TSA and the Sippy Cup Incident
This story is pretty disgusting:
“I demanded to speak to a TSA [Transportation Security Administration] supervisor who asked me if the water in the sippy cup was ‘nursery water or other bottled water.’ I explained that the sippy cup water was filtered tap water. The sippy cup was seized as my son was pointing and crying for his cup. I asked if I could drink the water to get the cup back, and was advised that I would have to leave security and come back through with an empty cup in order to retain the cup. As I was escorted out of security by TSA and a police officer, I unscrewed the cup to drink the water, which accidentally spilled because I was so upset with the situation.

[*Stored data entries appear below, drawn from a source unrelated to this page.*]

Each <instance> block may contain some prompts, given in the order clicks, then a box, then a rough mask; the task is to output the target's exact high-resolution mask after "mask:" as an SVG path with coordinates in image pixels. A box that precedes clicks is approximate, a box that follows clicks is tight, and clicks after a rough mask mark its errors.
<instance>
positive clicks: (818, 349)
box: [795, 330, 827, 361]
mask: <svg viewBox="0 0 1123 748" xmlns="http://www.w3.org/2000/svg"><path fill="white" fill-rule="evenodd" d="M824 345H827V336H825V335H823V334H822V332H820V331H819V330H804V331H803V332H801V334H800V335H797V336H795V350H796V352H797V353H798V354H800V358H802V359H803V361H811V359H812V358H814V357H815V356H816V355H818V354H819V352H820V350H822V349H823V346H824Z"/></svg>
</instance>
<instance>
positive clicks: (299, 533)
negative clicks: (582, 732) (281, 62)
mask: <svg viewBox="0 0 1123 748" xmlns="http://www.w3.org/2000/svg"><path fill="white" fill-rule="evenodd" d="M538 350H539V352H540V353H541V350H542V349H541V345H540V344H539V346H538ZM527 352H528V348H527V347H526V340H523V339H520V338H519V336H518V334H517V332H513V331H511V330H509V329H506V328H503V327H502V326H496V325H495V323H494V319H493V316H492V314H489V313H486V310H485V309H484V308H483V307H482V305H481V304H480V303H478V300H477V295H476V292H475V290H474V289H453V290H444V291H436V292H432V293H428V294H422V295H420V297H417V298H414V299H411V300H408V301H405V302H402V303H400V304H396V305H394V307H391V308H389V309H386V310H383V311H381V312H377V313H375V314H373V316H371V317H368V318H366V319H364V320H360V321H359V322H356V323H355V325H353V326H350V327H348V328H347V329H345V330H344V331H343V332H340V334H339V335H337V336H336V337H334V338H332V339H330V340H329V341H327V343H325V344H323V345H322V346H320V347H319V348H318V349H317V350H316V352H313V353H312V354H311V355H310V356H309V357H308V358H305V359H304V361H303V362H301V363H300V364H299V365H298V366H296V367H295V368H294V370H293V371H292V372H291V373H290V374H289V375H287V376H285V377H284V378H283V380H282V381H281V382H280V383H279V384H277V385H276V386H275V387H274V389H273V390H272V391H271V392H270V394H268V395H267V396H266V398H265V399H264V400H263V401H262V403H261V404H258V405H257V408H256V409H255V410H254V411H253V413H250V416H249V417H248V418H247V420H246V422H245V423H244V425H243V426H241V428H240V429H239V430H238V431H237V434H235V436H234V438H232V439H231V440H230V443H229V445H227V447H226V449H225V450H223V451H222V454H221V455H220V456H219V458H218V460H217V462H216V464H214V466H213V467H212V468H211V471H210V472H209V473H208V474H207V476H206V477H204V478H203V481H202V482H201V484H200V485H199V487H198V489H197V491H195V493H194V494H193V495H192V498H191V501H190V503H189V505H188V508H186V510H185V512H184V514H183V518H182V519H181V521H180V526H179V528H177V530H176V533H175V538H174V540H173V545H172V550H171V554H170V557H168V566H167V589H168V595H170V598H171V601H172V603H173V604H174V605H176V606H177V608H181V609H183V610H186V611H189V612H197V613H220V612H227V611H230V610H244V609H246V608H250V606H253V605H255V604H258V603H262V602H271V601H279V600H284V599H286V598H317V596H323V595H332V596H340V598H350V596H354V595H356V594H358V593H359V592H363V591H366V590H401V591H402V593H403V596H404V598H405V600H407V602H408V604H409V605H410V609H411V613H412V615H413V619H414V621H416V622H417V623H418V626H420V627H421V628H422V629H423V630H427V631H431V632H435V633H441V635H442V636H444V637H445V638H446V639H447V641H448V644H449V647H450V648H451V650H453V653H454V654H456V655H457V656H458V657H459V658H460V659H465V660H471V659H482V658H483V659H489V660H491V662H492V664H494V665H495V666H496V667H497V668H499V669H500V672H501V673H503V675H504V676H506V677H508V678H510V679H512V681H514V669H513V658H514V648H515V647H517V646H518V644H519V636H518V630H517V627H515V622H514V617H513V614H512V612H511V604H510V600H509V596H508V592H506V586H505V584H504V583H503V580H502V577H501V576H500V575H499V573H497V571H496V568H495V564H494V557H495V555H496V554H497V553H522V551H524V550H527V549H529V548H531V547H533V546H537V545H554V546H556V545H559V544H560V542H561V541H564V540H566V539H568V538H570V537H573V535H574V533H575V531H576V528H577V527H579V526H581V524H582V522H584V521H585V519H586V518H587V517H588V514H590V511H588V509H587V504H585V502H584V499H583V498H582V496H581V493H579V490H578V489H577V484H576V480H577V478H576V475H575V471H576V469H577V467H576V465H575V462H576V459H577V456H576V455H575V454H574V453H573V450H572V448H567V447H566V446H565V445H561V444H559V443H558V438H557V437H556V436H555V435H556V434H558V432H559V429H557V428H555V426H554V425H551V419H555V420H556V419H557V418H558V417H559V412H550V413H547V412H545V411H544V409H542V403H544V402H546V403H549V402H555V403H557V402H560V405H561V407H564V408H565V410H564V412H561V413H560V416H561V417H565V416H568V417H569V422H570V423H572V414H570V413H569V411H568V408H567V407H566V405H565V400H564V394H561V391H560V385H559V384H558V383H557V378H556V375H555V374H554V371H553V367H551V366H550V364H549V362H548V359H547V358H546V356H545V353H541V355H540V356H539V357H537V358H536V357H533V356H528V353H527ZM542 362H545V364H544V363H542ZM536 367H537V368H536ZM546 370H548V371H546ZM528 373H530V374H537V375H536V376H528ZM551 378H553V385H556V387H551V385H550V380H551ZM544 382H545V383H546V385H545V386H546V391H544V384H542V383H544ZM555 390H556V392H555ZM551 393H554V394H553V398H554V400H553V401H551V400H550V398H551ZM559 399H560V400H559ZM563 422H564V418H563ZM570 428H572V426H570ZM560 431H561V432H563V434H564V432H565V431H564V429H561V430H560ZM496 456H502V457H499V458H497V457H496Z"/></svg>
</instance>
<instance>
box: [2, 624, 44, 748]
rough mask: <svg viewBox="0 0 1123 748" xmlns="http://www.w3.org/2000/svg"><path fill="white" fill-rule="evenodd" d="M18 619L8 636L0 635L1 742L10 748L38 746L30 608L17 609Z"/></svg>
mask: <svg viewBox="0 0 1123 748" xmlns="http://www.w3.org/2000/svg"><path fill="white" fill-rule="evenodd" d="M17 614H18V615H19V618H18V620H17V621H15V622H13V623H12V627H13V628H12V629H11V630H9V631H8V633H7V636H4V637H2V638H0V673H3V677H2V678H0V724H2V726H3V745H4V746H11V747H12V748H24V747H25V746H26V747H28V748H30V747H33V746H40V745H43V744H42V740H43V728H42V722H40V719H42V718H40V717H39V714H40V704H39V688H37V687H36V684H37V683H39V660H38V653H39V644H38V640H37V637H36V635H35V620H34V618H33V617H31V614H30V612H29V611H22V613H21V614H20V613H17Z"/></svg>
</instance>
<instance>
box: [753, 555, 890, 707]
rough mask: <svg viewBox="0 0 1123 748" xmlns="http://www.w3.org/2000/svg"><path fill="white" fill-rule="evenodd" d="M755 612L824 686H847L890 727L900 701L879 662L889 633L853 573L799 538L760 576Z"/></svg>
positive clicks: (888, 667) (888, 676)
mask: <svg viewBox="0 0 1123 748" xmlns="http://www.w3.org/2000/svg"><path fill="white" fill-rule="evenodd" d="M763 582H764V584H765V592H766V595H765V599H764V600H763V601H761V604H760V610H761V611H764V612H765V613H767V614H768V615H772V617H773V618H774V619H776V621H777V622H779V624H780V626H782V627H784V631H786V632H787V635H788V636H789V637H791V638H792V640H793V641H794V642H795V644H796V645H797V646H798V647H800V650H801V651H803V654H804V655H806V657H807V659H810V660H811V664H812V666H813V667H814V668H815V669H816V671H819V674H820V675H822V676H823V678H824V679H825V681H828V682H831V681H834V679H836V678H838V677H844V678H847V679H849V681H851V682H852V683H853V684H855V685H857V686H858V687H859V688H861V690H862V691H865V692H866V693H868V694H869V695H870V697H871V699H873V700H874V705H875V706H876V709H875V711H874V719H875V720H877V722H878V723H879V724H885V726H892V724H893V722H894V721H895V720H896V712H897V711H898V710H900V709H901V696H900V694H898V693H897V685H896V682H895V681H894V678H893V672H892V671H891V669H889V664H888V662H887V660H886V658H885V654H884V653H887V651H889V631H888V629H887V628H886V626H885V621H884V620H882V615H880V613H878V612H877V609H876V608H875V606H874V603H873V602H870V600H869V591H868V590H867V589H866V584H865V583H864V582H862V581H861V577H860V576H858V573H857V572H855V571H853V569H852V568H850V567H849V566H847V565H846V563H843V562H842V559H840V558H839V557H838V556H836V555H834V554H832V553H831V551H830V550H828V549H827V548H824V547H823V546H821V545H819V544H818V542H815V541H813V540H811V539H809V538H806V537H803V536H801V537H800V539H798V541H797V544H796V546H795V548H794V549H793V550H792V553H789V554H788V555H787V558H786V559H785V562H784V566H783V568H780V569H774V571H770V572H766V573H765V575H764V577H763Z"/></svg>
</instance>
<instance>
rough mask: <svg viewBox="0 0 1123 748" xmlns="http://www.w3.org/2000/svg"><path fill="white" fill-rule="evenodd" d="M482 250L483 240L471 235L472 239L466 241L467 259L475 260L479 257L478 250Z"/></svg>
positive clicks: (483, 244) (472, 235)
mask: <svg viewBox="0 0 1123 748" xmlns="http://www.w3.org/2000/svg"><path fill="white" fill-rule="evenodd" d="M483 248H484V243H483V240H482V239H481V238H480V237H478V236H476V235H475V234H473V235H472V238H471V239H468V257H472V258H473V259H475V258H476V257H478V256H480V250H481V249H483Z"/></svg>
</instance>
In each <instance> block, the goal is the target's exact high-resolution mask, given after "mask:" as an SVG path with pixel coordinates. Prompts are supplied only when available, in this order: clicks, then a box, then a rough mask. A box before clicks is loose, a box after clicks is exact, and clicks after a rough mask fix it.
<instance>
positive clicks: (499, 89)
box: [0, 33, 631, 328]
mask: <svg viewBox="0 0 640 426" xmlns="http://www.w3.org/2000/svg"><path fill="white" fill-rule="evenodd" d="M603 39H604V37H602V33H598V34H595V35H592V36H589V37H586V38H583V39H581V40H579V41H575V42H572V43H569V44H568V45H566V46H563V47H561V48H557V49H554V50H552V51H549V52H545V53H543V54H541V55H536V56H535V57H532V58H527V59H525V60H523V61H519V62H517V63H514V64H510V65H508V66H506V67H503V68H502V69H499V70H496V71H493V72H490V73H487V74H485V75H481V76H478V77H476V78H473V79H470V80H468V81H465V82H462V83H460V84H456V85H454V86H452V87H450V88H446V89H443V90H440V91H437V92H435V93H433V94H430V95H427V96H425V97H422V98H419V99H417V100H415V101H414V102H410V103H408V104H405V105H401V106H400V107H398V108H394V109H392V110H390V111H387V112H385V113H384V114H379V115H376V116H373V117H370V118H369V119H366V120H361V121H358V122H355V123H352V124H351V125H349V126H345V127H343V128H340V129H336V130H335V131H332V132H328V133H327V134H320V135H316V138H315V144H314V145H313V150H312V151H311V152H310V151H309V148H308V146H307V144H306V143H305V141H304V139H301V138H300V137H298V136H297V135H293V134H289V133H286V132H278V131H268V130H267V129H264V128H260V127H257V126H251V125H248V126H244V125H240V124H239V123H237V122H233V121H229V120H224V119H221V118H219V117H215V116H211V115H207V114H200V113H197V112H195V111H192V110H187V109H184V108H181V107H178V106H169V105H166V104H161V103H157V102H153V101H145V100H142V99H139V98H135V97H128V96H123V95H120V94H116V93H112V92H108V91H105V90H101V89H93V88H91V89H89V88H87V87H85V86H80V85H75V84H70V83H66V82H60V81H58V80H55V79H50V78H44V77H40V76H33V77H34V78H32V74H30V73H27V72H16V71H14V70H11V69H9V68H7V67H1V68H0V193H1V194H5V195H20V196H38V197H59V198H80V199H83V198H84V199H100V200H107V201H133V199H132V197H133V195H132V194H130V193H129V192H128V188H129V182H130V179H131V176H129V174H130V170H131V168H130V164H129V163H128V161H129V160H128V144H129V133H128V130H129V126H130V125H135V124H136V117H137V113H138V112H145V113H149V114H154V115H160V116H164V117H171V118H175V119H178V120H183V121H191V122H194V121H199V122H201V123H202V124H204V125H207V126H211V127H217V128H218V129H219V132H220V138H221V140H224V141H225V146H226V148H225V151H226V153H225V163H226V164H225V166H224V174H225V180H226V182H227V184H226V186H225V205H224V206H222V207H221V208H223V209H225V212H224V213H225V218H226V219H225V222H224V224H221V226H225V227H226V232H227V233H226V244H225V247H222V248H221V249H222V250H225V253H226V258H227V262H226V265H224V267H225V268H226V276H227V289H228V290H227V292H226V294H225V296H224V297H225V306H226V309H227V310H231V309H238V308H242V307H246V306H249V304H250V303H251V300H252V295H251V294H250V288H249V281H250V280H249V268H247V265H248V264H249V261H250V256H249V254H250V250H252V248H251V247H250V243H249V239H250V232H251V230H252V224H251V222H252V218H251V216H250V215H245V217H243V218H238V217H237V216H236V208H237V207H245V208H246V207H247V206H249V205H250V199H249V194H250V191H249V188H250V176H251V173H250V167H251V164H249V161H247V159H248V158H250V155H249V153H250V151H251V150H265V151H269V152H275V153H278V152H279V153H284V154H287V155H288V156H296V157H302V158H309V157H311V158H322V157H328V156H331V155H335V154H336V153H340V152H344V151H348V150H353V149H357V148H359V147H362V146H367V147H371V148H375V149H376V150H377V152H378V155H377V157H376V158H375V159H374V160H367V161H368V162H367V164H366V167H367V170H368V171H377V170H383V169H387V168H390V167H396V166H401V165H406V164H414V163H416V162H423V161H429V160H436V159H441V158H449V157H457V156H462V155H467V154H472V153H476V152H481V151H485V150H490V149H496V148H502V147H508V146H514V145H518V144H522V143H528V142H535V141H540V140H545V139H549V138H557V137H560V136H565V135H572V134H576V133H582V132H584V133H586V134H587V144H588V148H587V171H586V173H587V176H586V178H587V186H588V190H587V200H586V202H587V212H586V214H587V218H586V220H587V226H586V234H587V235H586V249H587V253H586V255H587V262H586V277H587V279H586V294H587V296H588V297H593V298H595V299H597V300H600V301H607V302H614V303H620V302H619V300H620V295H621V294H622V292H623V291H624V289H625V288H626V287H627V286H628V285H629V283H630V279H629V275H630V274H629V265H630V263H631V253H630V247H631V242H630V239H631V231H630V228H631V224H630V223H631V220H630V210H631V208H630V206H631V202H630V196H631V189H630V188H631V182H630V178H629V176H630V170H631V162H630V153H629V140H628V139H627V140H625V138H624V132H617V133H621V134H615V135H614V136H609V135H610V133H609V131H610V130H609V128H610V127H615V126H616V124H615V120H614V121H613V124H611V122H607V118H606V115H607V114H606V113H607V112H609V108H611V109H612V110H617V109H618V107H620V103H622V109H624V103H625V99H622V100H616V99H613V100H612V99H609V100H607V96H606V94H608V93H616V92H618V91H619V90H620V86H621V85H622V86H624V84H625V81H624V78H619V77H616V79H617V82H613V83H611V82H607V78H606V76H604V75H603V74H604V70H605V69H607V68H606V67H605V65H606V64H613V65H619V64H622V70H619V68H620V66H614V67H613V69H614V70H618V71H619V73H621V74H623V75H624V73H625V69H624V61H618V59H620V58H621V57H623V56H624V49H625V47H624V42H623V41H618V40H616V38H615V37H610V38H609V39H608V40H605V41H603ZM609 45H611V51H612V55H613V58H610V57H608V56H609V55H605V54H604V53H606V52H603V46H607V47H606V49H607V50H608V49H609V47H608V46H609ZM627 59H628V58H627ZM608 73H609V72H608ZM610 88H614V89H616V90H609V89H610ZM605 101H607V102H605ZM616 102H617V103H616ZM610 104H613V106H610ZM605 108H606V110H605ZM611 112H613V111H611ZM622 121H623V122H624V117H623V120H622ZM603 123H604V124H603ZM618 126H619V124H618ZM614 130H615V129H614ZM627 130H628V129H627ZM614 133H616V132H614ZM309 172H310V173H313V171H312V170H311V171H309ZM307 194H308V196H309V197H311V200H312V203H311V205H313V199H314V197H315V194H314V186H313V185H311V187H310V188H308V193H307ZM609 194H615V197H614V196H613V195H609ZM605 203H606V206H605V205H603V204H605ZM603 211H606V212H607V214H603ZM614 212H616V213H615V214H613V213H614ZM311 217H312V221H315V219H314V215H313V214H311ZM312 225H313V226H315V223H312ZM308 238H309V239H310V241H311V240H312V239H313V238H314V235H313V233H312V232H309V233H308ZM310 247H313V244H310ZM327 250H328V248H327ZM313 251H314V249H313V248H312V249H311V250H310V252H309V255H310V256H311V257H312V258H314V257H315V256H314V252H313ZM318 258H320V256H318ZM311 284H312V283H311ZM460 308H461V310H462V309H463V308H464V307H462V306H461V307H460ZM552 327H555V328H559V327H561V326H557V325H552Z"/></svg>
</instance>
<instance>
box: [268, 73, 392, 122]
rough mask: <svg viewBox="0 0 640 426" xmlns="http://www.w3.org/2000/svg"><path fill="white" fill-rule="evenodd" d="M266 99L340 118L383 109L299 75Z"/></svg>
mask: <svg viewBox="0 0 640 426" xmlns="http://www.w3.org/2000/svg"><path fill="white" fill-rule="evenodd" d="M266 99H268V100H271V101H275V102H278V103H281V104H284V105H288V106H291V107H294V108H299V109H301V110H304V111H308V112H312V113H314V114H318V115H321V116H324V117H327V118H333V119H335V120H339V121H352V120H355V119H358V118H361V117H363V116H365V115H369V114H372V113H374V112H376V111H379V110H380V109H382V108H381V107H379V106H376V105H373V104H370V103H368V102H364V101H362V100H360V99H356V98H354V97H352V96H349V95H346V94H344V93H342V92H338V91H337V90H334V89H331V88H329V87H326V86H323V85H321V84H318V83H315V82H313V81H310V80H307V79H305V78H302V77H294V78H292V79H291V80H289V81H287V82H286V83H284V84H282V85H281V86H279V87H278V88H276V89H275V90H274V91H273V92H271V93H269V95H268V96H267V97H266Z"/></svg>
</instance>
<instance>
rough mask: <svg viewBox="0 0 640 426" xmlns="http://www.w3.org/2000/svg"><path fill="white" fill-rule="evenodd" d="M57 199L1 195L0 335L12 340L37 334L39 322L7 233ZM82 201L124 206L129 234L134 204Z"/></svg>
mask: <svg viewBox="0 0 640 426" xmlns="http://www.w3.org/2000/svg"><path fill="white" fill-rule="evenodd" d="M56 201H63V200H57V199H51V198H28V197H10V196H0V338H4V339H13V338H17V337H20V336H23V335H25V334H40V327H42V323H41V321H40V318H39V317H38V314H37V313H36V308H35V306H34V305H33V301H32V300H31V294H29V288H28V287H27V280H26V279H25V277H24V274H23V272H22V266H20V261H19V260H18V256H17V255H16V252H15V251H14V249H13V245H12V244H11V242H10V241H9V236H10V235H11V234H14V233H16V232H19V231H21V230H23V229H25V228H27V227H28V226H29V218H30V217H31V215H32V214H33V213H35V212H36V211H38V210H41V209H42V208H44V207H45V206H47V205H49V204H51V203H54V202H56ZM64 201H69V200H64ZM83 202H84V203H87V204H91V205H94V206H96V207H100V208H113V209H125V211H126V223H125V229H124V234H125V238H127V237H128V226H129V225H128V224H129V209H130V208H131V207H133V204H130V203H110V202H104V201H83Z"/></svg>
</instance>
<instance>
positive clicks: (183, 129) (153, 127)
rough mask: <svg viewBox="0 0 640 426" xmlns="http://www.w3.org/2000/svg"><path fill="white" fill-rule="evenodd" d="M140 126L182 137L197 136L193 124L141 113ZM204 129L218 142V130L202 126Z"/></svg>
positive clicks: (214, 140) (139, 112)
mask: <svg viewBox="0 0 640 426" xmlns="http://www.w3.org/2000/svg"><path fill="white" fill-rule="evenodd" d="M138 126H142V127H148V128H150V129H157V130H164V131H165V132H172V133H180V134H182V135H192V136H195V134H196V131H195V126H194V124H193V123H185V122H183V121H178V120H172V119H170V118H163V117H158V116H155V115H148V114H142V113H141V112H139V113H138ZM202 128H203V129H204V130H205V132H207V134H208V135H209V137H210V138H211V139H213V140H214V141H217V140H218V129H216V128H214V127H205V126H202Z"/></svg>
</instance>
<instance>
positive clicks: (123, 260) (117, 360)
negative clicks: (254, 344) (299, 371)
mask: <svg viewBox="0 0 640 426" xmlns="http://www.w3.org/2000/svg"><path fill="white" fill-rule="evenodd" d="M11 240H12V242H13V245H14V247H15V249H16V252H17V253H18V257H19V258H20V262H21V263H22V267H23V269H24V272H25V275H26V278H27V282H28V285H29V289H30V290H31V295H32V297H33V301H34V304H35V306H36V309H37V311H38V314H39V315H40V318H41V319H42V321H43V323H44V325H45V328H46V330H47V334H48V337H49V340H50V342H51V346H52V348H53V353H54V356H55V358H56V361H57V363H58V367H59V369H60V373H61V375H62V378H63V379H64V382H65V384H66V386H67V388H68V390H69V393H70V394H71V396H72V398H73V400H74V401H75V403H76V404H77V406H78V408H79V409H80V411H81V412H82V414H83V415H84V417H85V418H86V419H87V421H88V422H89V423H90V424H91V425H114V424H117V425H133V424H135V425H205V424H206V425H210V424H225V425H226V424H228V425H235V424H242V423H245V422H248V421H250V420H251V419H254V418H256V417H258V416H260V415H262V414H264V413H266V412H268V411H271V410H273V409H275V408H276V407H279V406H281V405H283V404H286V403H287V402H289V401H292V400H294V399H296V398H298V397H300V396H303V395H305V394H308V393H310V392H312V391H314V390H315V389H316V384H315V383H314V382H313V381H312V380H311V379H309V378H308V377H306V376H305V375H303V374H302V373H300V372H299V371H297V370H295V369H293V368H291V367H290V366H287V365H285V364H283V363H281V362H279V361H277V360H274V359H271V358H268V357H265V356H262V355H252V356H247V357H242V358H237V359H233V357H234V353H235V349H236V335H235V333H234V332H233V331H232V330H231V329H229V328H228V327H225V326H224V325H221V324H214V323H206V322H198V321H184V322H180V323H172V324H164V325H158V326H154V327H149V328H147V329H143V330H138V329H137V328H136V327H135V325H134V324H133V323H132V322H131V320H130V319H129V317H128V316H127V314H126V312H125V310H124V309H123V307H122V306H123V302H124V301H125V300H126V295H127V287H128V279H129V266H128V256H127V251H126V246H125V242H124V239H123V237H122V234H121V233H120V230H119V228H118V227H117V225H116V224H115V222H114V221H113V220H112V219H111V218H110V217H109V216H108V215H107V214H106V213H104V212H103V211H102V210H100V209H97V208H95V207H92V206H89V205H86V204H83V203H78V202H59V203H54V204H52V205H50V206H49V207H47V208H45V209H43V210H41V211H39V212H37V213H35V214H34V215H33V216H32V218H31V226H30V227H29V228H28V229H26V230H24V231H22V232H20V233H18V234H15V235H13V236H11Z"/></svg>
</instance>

“At this point, I was detained against my will by the police officer and threatened to be arrested for endangering other passengers with the spilled 3 to 4 ounces of water. I was ordered to clean the water, so I got on my hands and knees while my son sat in his stroller with no shoes on since they were also screened and I had no time to put them back on his feet. I asked to call back my fiancé, who I could still see from afar, waiting for us to clear security, to watch my son while I was being detained, and the officer threatened to arrest me if I moved. So I yelled past security to get the attention of my fiancé.
“I was ordered to apologize for the spilled water, and again threatened arrest. I was threatened several times with arrest while detained, and while three other police officers were called to the scene of the mother with the 19 month old. A total of four police officers and three TSA officers reported to the scene where I was being held against my will. I was also told that I should not disrespect the officer and could be arrested for this too. I apologized to the officer and she continued to detain me despite me telling her that I would miss my flight. The officer advised me that I should have thought about this before I ‘intentionally spilled the water!'”
This story portrays the TSA as jack-booted thugs. The story hit the Internet last Thursday, and quickly made the rounds. I saw it on BoingBoing. But, as it turns out, it’s not entirely true.
The TSA has a webpage up, with both the incident report and video.
TSO [REDACTED] took the female to the exit lane with the stroller and her bag. When she got past the exit lane podium she opened the child’s drink container and held her arm out and poured the contents (approx. 6 to 8 ounces) on the floor. MWAA Officer [REDACTED] was manning the exit lane at the time and observed the entire scene and approached the female passenger after observing this and stopped her when she tried to re-enter the sterile area after trying to come back through after spilling the fluids on the floor. The female passenger flashed her badge and credentials and told the MWAA officer “Do you know who I am?” An argument then ensued between the officer and the passenger of whether the spilling of the fluid was intentional or accidental. Officer [REDACTED] asked the passenger to clean up the spill and she did.
Watch the second video. TSO [REDACTED] is partially blocking the scene, but at 2:01:00 PM it’s pretty clear that Monica Emmerson—that’s the female passenger—spills the liquid on the floor on purpose, as a deliberate act of defiance. What happens next is more complicated; you can watch it for yourself, or you can read BoingBoing’s somewhat sarcastic summary.
In this instance, the TSA is clearly in the right.
But there’s a larger lesson here. Remember the Princeton professor who was put on the watch list for criticizing Bush? That was also untrue. Why is it that we all—myself included—believe these stories? Why are we so quick to assume that the TSA is a bunch of jack-booted thugs, officious and arbitrary and drunk with power?
It’s because everything seems so arbitrary, because there’s no accountability or transparency in the DHS. Rules and regulations change all the time, without any explanation or justification. Of course this kind of thing induces paranoia. It’s the sort of thing you read about in history books about East Germany and other police states. It’s not what we expect out of 21st century America.
The problem is larger than the TSA, but the TSA is the part of “homeland security” that the public comes into contact with most often—at least the part of the public that writes about these things most. They’re the public face of the problem, so of course they’re going to get the lion’s share of the finger pointing.
It was smart public relations on the TSA’s part to get the video of the incident on the Internet quickly, but it would be even smarter for the government to restore basic constitutional liberties to our nation’s counterterrorism policy. Accountability and transparency are basic building blocks of any democracy; and the more we lose sight of them, the more we lose our way as a nation.